Greg Nelson is a former teacher and a depression survivor. He received an MFA in poetry from George Mason University and resumed submitting a few years ago after a brief hiatus of twenty-six years. Like John Lennon says, "Life is what happens while you're making other plans." Recent publications include poems in CATHEXIS Northwest Press, South 85 Journal, HeartWood Literary Magazine, and Atlanta Review. He lives in Suffolk, VA, near the Nansemond River.

Cait O'Kane lives & writes in Philadelphia, where she was born.

Julia Morris Paul is author of two full-length collections, Shook and Table with Burning Candle, and a chapbook, Staring Down the Tracks. Her poem, “Dear Coroner, How Could You Know,” first published in Here, appears in the 2023 Pushcart Prize XLVII Best of the Small Presses anthology. She serves as president of the Riverwood Poetry Series in Hartford and is an elder law attorney.

Timothy Pilgrim, a 76-year-old Pacific Northwest poet, has published several hundred poems in literary journals and two collections of poetry.

Pegi Deitz Shea is a two-time winner of the Connecticut Book Award for Children's Literature, She published her first book of poetry for adult readers in 2022, The Weight of Kindling. She is president of the CT Council of Poets Laureate and direct the Poetry Rocks series in Vernon, CT.

John L. Stanizzi is the author of Ecstasy Among Ghosts, Sleepwalking, Dance Against the Wall, After the Bell, Hallelujah Time!, High Tide – Ebb Tide, Four Bits, Chants, Sundowning, POND, The Tree That Lights The Way Home, Feathers and Bones. Viper Brain, and SEE

Steve Straight’s books include Affirmation, which has won the 2023 William Meredith Award for Poetry, The Almanac, and The Water Carrier. For many years, he was professor of English and director of the poetry program at Manchester (CT) Community College.

Bethany Tap (she/her) is a queer writer living in Grand Rapids, MI, with her wife and four kids. You can find more of her work at bethanytap.com.

Rachel Toalson is the author of eight collections of poetry and multiple books and novels in verse for adults and young readers, the most recent of which is the forthcoming Love, Sivvy (Little, Brown, 2026), a biography in verse about Sylvia Plath. Her poetry and essays have been published in magazines and literary journals around the world. She lives in San Antonio, Texas, with her husband and six kids.

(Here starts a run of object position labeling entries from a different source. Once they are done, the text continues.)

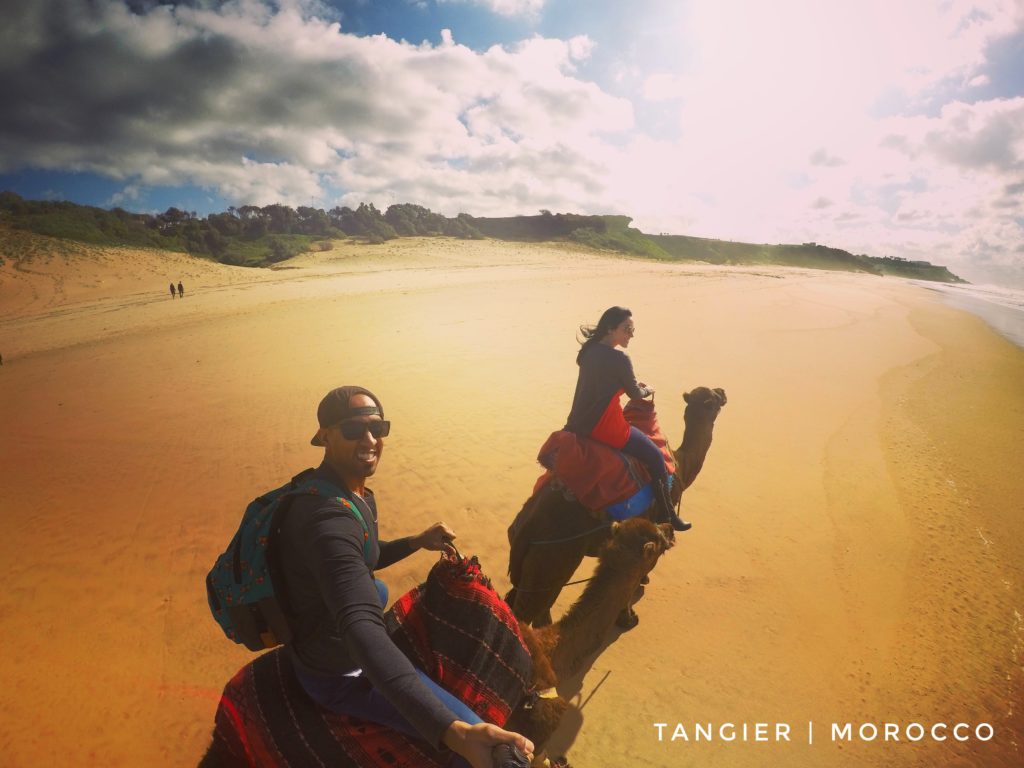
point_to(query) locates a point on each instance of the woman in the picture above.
(606, 373)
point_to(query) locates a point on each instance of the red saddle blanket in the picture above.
(455, 627)
(596, 474)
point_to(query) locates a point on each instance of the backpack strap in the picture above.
(306, 485)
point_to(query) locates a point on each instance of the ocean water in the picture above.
(1003, 308)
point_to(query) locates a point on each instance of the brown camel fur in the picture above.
(552, 535)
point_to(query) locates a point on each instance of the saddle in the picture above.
(455, 627)
(599, 476)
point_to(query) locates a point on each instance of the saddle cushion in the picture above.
(600, 476)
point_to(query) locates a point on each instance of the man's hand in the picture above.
(438, 537)
(474, 742)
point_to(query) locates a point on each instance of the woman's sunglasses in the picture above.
(353, 430)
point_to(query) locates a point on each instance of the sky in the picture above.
(880, 127)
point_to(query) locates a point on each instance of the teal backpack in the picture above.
(241, 586)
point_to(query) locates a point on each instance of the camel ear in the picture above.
(668, 535)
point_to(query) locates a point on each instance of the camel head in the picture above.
(638, 541)
(705, 402)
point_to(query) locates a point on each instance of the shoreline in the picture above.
(854, 558)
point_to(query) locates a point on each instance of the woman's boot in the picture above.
(667, 512)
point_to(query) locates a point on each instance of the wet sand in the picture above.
(857, 548)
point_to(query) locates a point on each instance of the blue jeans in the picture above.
(356, 696)
(641, 446)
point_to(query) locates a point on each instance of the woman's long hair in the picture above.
(610, 320)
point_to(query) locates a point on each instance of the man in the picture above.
(341, 651)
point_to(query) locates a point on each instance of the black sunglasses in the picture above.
(353, 430)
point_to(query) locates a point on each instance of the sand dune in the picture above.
(858, 531)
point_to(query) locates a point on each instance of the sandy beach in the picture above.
(858, 538)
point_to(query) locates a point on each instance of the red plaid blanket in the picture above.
(455, 626)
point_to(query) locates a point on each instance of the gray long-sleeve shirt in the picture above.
(335, 609)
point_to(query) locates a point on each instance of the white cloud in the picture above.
(782, 133)
(529, 8)
(271, 105)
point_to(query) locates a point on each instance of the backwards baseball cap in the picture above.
(334, 409)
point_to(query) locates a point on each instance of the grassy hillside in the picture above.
(257, 237)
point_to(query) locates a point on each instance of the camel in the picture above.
(551, 535)
(557, 650)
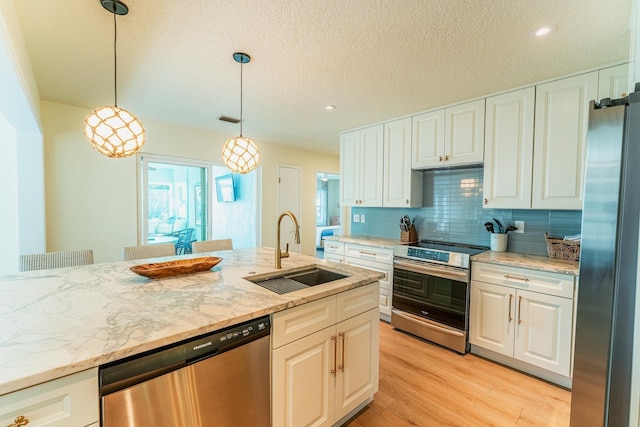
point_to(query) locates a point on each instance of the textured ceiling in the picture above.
(373, 59)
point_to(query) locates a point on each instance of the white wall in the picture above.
(91, 200)
(21, 163)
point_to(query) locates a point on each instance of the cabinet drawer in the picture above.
(358, 300)
(371, 253)
(386, 269)
(69, 401)
(300, 321)
(545, 282)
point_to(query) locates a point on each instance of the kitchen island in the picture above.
(58, 322)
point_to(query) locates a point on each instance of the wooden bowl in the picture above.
(159, 270)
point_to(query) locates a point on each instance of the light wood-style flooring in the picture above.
(422, 384)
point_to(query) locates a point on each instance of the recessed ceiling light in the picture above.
(542, 31)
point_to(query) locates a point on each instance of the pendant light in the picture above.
(241, 154)
(112, 130)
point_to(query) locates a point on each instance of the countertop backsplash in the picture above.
(452, 211)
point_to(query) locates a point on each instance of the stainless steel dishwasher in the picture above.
(218, 379)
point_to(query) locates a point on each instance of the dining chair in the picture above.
(148, 251)
(59, 259)
(212, 245)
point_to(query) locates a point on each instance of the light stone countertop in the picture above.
(365, 240)
(534, 262)
(57, 322)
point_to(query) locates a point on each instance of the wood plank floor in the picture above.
(422, 384)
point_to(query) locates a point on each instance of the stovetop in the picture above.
(447, 253)
(449, 247)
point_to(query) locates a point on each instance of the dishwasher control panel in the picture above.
(227, 338)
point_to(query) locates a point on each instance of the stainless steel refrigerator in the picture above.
(608, 266)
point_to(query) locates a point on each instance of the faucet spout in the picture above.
(279, 253)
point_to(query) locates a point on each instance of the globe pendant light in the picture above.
(241, 154)
(114, 131)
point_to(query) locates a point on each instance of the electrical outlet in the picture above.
(520, 225)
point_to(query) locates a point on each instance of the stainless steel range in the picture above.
(431, 291)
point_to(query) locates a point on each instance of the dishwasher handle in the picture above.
(136, 369)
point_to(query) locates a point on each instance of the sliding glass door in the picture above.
(173, 200)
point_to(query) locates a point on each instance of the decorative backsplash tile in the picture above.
(452, 211)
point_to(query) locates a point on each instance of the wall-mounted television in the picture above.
(225, 189)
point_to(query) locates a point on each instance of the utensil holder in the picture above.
(410, 236)
(499, 242)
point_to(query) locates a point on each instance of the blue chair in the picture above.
(323, 234)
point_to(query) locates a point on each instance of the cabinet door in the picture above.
(303, 387)
(464, 133)
(357, 377)
(349, 168)
(371, 164)
(613, 82)
(543, 334)
(492, 313)
(560, 141)
(68, 401)
(508, 150)
(402, 185)
(427, 146)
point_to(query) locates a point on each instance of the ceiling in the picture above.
(373, 59)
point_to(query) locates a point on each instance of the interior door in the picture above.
(289, 200)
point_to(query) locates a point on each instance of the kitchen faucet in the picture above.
(279, 253)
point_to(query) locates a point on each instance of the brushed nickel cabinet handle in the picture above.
(19, 421)
(335, 354)
(341, 366)
(519, 309)
(510, 299)
(524, 279)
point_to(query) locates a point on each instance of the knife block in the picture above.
(410, 236)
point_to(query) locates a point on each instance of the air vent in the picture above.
(229, 119)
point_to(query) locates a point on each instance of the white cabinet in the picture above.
(508, 150)
(449, 137)
(560, 141)
(525, 315)
(361, 166)
(325, 358)
(68, 401)
(613, 82)
(334, 251)
(377, 259)
(402, 185)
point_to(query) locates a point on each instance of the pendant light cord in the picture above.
(115, 61)
(241, 99)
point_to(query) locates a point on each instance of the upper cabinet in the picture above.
(449, 137)
(560, 142)
(402, 186)
(508, 150)
(361, 166)
(613, 82)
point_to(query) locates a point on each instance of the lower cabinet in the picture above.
(524, 315)
(377, 259)
(68, 401)
(323, 376)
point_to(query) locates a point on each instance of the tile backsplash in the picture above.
(452, 211)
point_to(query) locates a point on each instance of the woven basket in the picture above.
(562, 249)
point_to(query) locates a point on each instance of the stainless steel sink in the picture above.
(285, 283)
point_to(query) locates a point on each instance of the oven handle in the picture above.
(426, 323)
(446, 273)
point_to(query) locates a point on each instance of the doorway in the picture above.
(328, 212)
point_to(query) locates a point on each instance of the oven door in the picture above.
(434, 292)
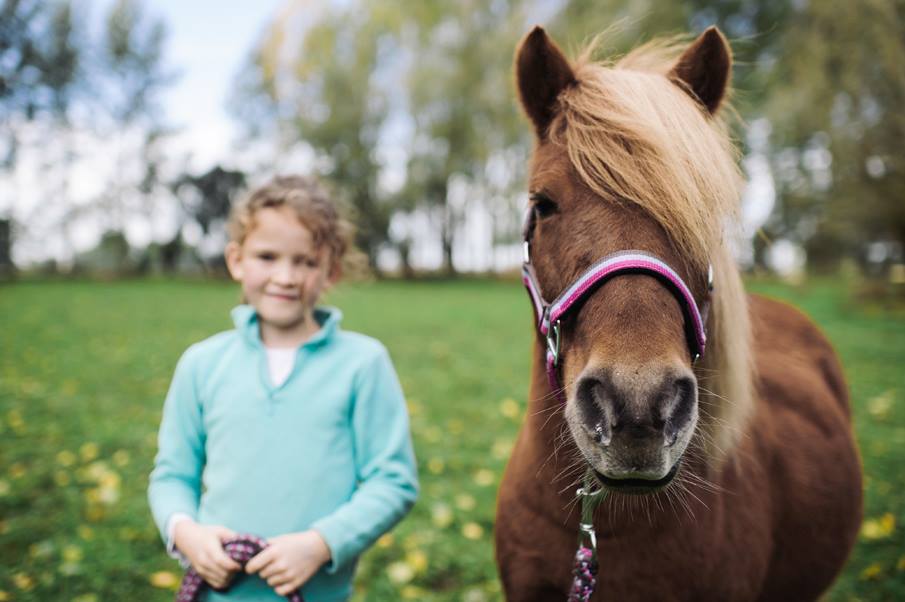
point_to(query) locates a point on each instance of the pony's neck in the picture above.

Cali Turner (she/they), originally from Willimantic, ME, is currently an undergraduate double major in English and Creative Writing at the University of Maine at Farmington. If not found writing, you can almost always find Cali in a hammock or out hiking somewhere in the woods.

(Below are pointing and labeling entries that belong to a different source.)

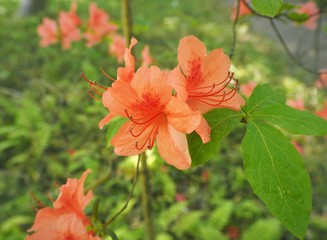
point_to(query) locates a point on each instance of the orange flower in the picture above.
(72, 198)
(323, 112)
(322, 81)
(67, 219)
(146, 56)
(51, 225)
(153, 114)
(98, 25)
(68, 26)
(117, 47)
(247, 88)
(48, 32)
(202, 81)
(244, 10)
(310, 8)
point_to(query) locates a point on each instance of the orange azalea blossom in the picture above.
(244, 10)
(247, 88)
(310, 8)
(50, 224)
(146, 56)
(202, 80)
(154, 114)
(68, 26)
(66, 220)
(117, 47)
(321, 82)
(98, 25)
(48, 32)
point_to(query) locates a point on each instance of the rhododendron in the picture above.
(68, 26)
(66, 220)
(154, 114)
(243, 9)
(98, 25)
(202, 80)
(117, 47)
(322, 81)
(48, 32)
(311, 9)
(146, 56)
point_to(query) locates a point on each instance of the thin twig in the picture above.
(129, 195)
(146, 199)
(232, 51)
(290, 54)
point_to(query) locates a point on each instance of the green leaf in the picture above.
(222, 122)
(277, 175)
(113, 127)
(264, 96)
(293, 120)
(297, 17)
(263, 229)
(267, 7)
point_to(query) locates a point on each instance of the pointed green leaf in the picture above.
(264, 96)
(293, 120)
(222, 122)
(113, 127)
(297, 17)
(267, 7)
(277, 175)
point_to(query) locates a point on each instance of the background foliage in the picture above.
(48, 127)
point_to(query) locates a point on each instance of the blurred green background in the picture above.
(48, 126)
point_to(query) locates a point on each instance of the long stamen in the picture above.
(106, 75)
(151, 137)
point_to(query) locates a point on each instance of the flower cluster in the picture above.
(98, 28)
(164, 106)
(66, 220)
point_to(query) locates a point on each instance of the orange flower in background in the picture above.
(322, 81)
(310, 8)
(323, 112)
(48, 32)
(98, 25)
(72, 198)
(154, 114)
(247, 88)
(244, 10)
(202, 80)
(67, 219)
(68, 26)
(117, 47)
(146, 56)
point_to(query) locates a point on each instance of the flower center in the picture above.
(215, 94)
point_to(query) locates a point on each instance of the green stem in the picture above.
(146, 199)
(126, 20)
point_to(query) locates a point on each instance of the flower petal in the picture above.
(125, 144)
(177, 80)
(172, 147)
(105, 120)
(181, 116)
(204, 130)
(215, 67)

Christie Max Williams’s debut poetry collection, The Wages of Love, won the 2022 William Meredith Poetry Prize. He is also a writer and award-winning actor. Though originally from California and then NYC, he now lives in Mystic, CT, where he and his wife raised their daughter and son and where he co-founded and for many years directed The Mystic Arts Café.

Allyson Wuerth is a writer, a high school English teacher, and the owner/curator of All My Unicorns, her kitschy vintage shop (https://www.etsy.com/shop/allmyunicorns). She won the 1997 Leslie Leeds Poetry Prize. She graduated from SCSU and received an MFA in Poetry from the University of Pittsburgh. She lives in CT with her husband, children, and five adorable cats.